Music, Money and Success
MuseWire COLUMN: The title of this article is the same as the title of a book that should be owned by every songwriter and music publisher. That book is: “Music, Money and Success: The Insider’s Guide to Making Money in the Music Business,” Sixth Edition, by Jeffrey Brabec & Todd Brabec (Schirmer, $24.95, 524 pages, ISBN 13: 978-0-8256-7346-7).
Brabec (Todd) is a music industry consultant and former Executive Vice President and Worldwide Director of Membership for ASCAP. Brabec (Jeffrey) is Vice President of Business Affairs for the Chrysalis Music Group and has negotiated more than 1,000 movie, television, video, new technology and advertising commercial agreements for writers, writer-recording artists and writer-producers. Both are entertainment law attorneys and graduates of the New York University School of Law.
Sources of Income
True to their subject matter, the Brabecs begin the book with a list of income sources for songwriters and music publishers. From albums to webcasts, the list includes both old and new media. There are sixty-six items on the list and they devote twenty-six pages to describing many of them, often with real-life monetary examples for you to use as a guide.
Practical Advice
If you are looking to find information you can use in your music career, you’ve come to the right place with this volume. They take a couple of pages to list the 22 “most important points in every recording contract.” Then they devote the next 50 pages to explaining them to you in plain, everyday English that we non-lawyers can easily comprehend.
There is data in this book that you really need, including facts about changes in basic record contract clauses such as “A review of what recording costs should not be recoupable from artist’s royalties,” “The sharing of some types of income on a 50/50 net basis,” and “Reasonable audit costs and interest.”
Entire chapters are devoted to such issues as sampling, music in television, music in the movies, and music in commercials. And yes, budgets are discussed. Just think about the price of the book compared to the value you will receive from reading the pages in the section titled “Negotiating the Television License for a Song.” Fortunately, that kind of important information can be found in every chapter.
Scenarios
From time to time throughout the book, the Brabecs include miniature scripts illustrating certain types of conversations songwriters or publishers will have with business people seeking licensing of their music. Not only is it entertaining to read these scenarios, it is quite instructive to study the terms, requests, offers and counter-offers in “The Phone Call from the Film Company,” “The Phone Call from the Advertising Agency,” and so forth.
New Media
While both of the Brabecs have plenty of old school experience, they are not only aware of the technological alterations that have affected the entire music business, but they fully embrace these changes and challenges.

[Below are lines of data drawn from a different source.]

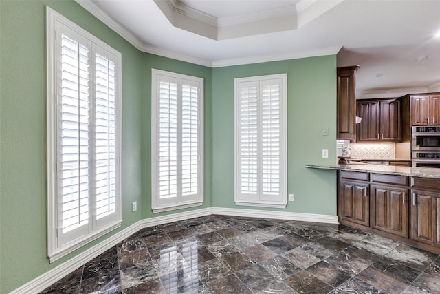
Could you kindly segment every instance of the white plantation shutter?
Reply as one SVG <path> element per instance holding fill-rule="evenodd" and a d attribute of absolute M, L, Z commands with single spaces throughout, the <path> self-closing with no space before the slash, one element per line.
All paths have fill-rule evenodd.
<path fill-rule="evenodd" d="M 199 87 L 184 81 L 182 95 L 182 193 L 198 192 Z"/>
<path fill-rule="evenodd" d="M 72 33 L 71 33 L 72 34 Z M 87 40 L 60 34 L 60 112 L 58 141 L 59 226 L 65 234 L 89 231 L 89 46 Z M 75 235 L 73 238 L 76 237 Z M 66 237 L 70 240 L 72 237 Z"/>
<path fill-rule="evenodd" d="M 120 225 L 120 54 L 47 8 L 48 253 Z"/>
<path fill-rule="evenodd" d="M 115 213 L 116 205 L 116 65 L 95 54 L 95 196 L 96 219 Z M 101 53 L 102 52 L 102 53 Z"/>
<path fill-rule="evenodd" d="M 236 78 L 235 201 L 285 207 L 286 76 Z"/>
<path fill-rule="evenodd" d="M 153 212 L 203 201 L 203 80 L 153 70 Z"/>
<path fill-rule="evenodd" d="M 281 85 L 279 80 L 261 84 L 261 189 L 263 199 L 270 201 L 281 193 Z"/>
<path fill-rule="evenodd" d="M 243 195 L 250 194 L 252 199 L 258 190 L 258 83 L 245 82 L 239 87 L 239 185 Z"/>
<path fill-rule="evenodd" d="M 159 197 L 177 196 L 177 83 L 160 82 Z"/>

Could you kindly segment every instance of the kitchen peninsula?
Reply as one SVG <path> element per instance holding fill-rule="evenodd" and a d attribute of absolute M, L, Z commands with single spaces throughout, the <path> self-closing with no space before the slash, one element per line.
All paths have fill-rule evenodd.
<path fill-rule="evenodd" d="M 343 224 L 440 253 L 440 169 L 306 165 L 338 171 L 338 218 Z"/>

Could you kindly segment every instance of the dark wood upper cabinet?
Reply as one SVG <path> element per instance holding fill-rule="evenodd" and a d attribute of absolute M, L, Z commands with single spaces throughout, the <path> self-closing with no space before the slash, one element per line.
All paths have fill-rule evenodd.
<path fill-rule="evenodd" d="M 412 95 L 412 125 L 440 125 L 440 95 Z"/>
<path fill-rule="evenodd" d="M 358 141 L 379 140 L 380 123 L 378 101 L 358 101 L 358 116 L 362 118 L 358 129 Z"/>
<path fill-rule="evenodd" d="M 357 141 L 400 142 L 402 136 L 402 101 L 398 98 L 360 100 L 357 102 Z"/>
<path fill-rule="evenodd" d="M 356 139 L 355 74 L 359 66 L 338 67 L 336 138 Z"/>
<path fill-rule="evenodd" d="M 380 102 L 380 140 L 402 140 L 402 101 L 393 99 Z"/>

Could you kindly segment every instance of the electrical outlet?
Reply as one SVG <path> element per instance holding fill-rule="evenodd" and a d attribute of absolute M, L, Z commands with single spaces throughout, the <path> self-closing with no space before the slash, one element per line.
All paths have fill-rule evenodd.
<path fill-rule="evenodd" d="M 322 149 L 322 158 L 329 158 L 329 149 Z"/>

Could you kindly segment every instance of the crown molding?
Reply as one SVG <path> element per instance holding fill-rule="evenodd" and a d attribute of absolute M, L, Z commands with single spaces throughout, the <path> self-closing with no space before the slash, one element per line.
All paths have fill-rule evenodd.
<path fill-rule="evenodd" d="M 240 25 L 243 23 L 256 23 L 284 17 L 292 17 L 293 19 L 296 19 L 295 17 L 296 15 L 296 7 L 295 6 L 289 6 L 269 10 L 236 15 L 234 17 L 221 17 L 218 19 L 217 26 L 227 27 L 231 25 Z"/>
<path fill-rule="evenodd" d="M 75 0 L 75 1 L 136 48 L 140 50 L 144 46 L 143 43 L 138 37 L 119 23 L 115 21 L 91 0 Z"/>
<path fill-rule="evenodd" d="M 427 92 L 428 88 L 426 87 L 371 90 L 356 92 L 356 99 L 401 97 L 407 94 L 426 93 Z"/>
<path fill-rule="evenodd" d="M 440 92 L 440 81 L 428 86 L 428 92 Z"/>
<path fill-rule="evenodd" d="M 296 3 L 296 13 L 301 13 L 314 2 L 316 2 L 316 0 L 300 0 L 298 1 Z"/>
<path fill-rule="evenodd" d="M 167 2 L 168 1 L 170 0 L 167 0 Z M 314 1 L 314 0 L 305 1 L 309 1 L 310 3 L 313 3 Z M 75 0 L 75 1 L 89 12 L 92 14 L 98 19 L 102 21 L 102 23 L 104 23 L 109 28 L 115 31 L 118 34 L 124 38 L 129 43 L 138 48 L 140 51 L 208 67 L 221 67 L 232 65 L 259 63 L 263 62 L 279 61 L 288 59 L 297 59 L 307 57 L 333 55 L 336 54 L 342 48 L 342 46 L 337 46 L 311 50 L 308 52 L 289 53 L 287 54 L 262 55 L 211 61 L 206 59 L 199 59 L 189 55 L 177 53 L 174 51 L 169 51 L 162 48 L 148 45 L 142 42 L 139 39 L 131 34 L 122 25 L 115 21 L 111 17 L 110 17 L 100 8 L 96 6 L 93 2 L 91 2 L 91 0 Z"/>
<path fill-rule="evenodd" d="M 160 7 L 160 3 L 157 3 L 157 2 L 163 1 L 163 0 L 154 0 L 154 1 L 156 3 L 156 5 Z M 208 23 L 210 25 L 214 25 L 216 27 L 218 25 L 218 19 L 215 17 L 212 17 L 212 15 L 210 15 L 202 11 L 194 9 L 179 1 L 165 0 L 165 2 L 166 2 L 168 5 L 170 6 L 173 11 L 174 11 L 175 12 L 180 13 L 181 14 L 183 14 L 186 17 L 197 19 L 197 21 Z"/>
<path fill-rule="evenodd" d="M 239 59 L 223 59 L 212 61 L 212 67 L 243 65 L 245 64 L 261 63 L 263 62 L 280 61 L 289 59 L 298 59 L 307 57 L 316 57 L 327 55 L 336 55 L 342 46 L 329 47 L 303 52 L 289 53 L 286 54 L 261 55 Z"/>

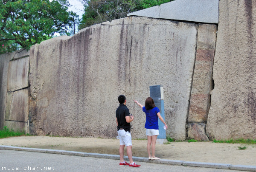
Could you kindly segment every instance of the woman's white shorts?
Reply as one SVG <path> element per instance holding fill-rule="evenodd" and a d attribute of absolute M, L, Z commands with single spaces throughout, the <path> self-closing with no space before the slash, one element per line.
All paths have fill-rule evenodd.
<path fill-rule="evenodd" d="M 159 130 L 155 129 L 146 129 L 146 135 L 151 136 L 159 135 Z"/>

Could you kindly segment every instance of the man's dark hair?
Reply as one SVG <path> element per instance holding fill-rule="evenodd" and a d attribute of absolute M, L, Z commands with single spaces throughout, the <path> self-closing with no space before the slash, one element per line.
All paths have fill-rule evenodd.
<path fill-rule="evenodd" d="M 148 97 L 146 99 L 145 101 L 145 108 L 147 110 L 150 110 L 155 107 L 156 105 L 154 104 L 153 99 L 151 97 Z"/>
<path fill-rule="evenodd" d="M 126 99 L 126 98 L 125 98 L 125 96 L 124 96 L 122 94 L 121 94 L 121 95 L 118 96 L 117 99 L 118 99 L 118 102 L 119 102 L 119 103 L 122 104 L 125 102 L 125 101 Z"/>

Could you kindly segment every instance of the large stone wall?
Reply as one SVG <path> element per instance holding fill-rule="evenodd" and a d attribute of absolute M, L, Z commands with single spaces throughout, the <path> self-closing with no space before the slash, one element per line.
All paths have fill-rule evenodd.
<path fill-rule="evenodd" d="M 0 124 L 26 133 L 29 126 L 29 54 L 21 49 L 0 56 Z"/>
<path fill-rule="evenodd" d="M 7 99 L 7 75 L 9 61 L 12 54 L 0 55 L 0 129 L 5 125 L 5 114 Z"/>
<path fill-rule="evenodd" d="M 129 17 L 44 41 L 29 57 L 0 55 L 0 127 L 113 138 L 124 94 L 132 137 L 145 138 L 133 100 L 143 104 L 149 86 L 162 85 L 171 137 L 256 139 L 256 3 L 214 2 L 218 26 Z"/>
<path fill-rule="evenodd" d="M 256 1 L 221 0 L 206 132 L 256 139 Z"/>
<path fill-rule="evenodd" d="M 149 86 L 161 84 L 172 129 L 168 134 L 186 139 L 197 27 L 128 17 L 34 45 L 30 55 L 31 132 L 114 137 L 117 99 L 123 94 L 135 116 L 133 137 L 145 138 L 145 114 L 133 100 L 144 104 Z"/>

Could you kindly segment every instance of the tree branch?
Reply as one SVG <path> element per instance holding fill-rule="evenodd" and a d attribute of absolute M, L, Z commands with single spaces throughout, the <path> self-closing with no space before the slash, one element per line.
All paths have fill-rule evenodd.
<path fill-rule="evenodd" d="M 0 41 L 9 41 L 9 40 L 16 40 L 16 39 L 0 39 Z"/>

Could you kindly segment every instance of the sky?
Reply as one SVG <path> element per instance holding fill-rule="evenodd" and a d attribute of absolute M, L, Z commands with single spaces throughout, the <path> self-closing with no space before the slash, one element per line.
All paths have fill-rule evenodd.
<path fill-rule="evenodd" d="M 69 11 L 73 11 L 79 16 L 79 19 L 81 19 L 84 13 L 84 6 L 81 2 L 79 0 L 68 0 L 68 2 L 72 6 L 69 7 Z"/>

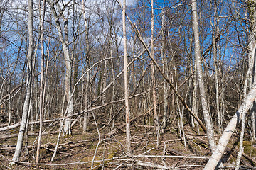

Consider this sentence from the opening of their lengthy chapter on new media: “Internet service providers, digital rights management, podcasting, blogs, compression, downloads, wireless, streaming, subscription and non-subscription services, MP3, hyper-distribution, encryption, decryption keys, platforms, interactive music, portability, mobile devices, watermarking, fingerprinting — these words and many more form the vocabulary of the new music business.”
In the sections dealing with those topics, the Brabecs do not shy away from using firm examples, often right down to the dollars and cents results of making certain business decisions. (Or perhaps I should have gone with the pun and said “dollars and sense” results.)
Over There
Towards the end of the book is a good-sized chapter on income from foreign countries, a topic of concern to everyone making or marketing music. They provide you with an excellent perspective on subpublishing agreements as well as the importance of obtaining “at source” royalty payments (if you don’t know, look it up or buy the book). They even give you a list of fifty-eight foreign performing rights societies.
Before You Sign that Contract
On pages 467 to 486, you will find sample contracts for six of the most-often-utilized deal situations:
* Use of a song in a motion picture
* Use of a song in a television series
* Use of a song in an advertising campaign
* Digital download license
* Video game music license
* Mechanical license
Forewarned is forearmed. Reading these before you are handed a contract will enable you to familiarize yourself with some of the terminology and concepts. At the very least, looking at this material will give you a better idea of what to ask your attorney.
I could go on describing tidbits of data from such chapters as “Music, Money, Lawyers, Managers and Agents,” “Breaking into the Business” and “Guide to Music Industry Organizations,” but if you don’t want the book by now, you never will.